Can Backbenchers Succeed Where The Foreign Office Fails?

Can Backbenchers Succeed Where The Foreign Office Fails?

Today, November 5th, UK MPs will make parliamentary history by debating the dog meat trade in the House of Commons for the first time. The debate has been scheduled by the Backbench Business Committee following a bid from Robert Flello MP. It is likely to take place around 2.30 and will be televised. London-based charity NoToDogMeat Foundation will be attending and watching carefully to see where the debate leads.

NoToDogMeat has always considered the application of political pressure to be part of its fight to end the terrible cruelty inflicted on dogs and cats in a collection of countries where historically it has been considered culturally acceptable and where animal welfare is not a priority.

It is 2 years to the day when in 2013 NoToDogMeat achieved the (no-mean) feat of the over 10,000 required signatures for a government reponse to it's epetition asking the UK government to put pressure on Korea to end the practice. The petition received a formally-worded brush off from the Foreign Office. Towards the end of that same year, in December I spoke in front of APGAW (All-Party Parliamentary Group for Animal Welfare) and received an encouraging response from MPs and animal welfare groups - though disappointingly no further action was taken.

This year our team met with government officials at 10 Downing Street when we handed 100,000 signatures from animal loving supporters asking the newly re-elected government to address this issue. The response both to ourselves and our partner organisation Occupy the UN for Animals came from DEFRA, once again mindful of the cruelty but not placed to intervene in the legislative decisions of other countries...

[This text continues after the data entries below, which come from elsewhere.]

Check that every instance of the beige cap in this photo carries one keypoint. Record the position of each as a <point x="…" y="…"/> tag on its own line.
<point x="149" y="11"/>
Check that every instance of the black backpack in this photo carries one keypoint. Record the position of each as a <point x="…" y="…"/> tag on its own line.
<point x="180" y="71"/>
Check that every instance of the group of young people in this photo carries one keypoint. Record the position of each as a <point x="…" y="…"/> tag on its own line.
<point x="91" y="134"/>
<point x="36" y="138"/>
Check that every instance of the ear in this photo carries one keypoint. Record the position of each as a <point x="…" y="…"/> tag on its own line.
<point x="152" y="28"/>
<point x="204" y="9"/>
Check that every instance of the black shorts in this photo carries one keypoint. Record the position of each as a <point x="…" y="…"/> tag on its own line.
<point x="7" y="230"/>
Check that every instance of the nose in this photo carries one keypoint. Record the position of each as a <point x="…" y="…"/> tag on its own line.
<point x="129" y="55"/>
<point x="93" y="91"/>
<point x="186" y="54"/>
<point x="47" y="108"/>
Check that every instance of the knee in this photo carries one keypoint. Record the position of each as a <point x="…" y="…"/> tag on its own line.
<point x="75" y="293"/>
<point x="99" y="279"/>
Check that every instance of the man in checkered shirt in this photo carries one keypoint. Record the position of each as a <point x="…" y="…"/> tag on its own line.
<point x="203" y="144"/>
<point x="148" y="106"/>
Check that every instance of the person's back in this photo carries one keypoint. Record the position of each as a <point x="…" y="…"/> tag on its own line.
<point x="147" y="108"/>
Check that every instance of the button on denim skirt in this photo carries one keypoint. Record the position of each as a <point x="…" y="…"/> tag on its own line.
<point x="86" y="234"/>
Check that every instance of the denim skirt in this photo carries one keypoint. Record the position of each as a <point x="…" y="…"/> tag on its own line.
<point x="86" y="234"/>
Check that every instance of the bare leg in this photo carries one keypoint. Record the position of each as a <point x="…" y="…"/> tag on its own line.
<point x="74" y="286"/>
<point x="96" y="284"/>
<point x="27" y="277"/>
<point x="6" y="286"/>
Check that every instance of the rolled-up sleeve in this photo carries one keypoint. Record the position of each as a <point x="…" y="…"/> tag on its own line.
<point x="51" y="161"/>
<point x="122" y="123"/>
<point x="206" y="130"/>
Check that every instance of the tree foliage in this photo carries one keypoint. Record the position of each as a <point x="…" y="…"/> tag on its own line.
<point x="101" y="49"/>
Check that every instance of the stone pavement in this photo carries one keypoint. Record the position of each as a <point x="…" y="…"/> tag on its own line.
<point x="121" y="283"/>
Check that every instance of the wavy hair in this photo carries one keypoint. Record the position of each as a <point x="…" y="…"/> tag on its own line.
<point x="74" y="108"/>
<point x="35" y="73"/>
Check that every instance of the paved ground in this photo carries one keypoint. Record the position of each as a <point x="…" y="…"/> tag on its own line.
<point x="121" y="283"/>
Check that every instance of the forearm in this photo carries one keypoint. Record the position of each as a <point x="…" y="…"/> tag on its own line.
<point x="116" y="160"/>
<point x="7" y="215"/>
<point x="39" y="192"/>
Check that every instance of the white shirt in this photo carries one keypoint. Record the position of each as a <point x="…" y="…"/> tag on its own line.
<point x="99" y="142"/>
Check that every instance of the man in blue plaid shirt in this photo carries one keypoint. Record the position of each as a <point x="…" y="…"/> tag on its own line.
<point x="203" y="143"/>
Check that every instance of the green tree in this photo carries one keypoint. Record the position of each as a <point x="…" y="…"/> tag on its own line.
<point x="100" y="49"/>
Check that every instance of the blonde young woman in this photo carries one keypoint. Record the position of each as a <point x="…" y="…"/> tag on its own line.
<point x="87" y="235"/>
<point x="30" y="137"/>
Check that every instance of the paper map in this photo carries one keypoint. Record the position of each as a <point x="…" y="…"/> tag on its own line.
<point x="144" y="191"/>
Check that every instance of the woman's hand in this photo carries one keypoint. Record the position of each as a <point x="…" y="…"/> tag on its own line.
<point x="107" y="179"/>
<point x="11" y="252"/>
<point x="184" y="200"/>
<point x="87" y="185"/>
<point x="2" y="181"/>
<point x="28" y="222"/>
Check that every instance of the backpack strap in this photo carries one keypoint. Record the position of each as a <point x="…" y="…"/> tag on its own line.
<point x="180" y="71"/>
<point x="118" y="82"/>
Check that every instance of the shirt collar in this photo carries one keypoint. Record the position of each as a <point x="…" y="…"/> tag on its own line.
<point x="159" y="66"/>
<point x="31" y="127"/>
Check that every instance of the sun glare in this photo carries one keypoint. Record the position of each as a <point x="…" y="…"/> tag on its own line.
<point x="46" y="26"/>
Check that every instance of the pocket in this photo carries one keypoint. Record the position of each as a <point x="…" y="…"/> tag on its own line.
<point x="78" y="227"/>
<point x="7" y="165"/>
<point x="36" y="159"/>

Will economics always win over ethics? The sad reality to date is yes. Protesting at the Department of Trade and Industry in February, just prior to Prince William's visit to China when he addressed the illegal trade in ivory and issues on world wildlife we wonder why royalty speaks out only for animal conservation and but avoids welfare. David Cameron appeared to adopt the same stance for the state visit of President Xi of China last month, when he was steered away from the site of both from the NoToDogMeat protest and that of human rights campaigners out on the street at Whitehall.

Julia de Cadenet at demo for President Xi

Even the despicable 'Yulin Dog Meat Festival' which attracted mass worldwide media attention this year could not be stopped. Once again diplomatic concerns were voiced yet did China really take these into account?

Activists in China and beyond rely on our charity to give them a voice where they are suppressed from speaking out and as a global citizens it is our duty to stay loudly vocal. And there are many avenues to apply pressure. We must try to close all loopholes where unregulated trade encourages cruelty abroad. The European Union showed genuine political will to trade ethically when it banned seal products in 2010 and this ban survived challenge by Canada and Norway in 2014 when the World Trade Organisation upheld it. It is our hope the EU will soon ban all fur production, sales and imports as this will also prevent any trade of dog or cat fur.

A successful outcome to this afternoon's debate would be for MP"s to back our petition to Mathew Rycroft, the UK Ambassador Delegate to the UN asking him to table the issue of the dog meat trade on the forthcoming UN Agenda. We also hope they will support our discussions with the OIE (World Organisation for Animal Health) to move to declare dog meat as unfit for human consumption.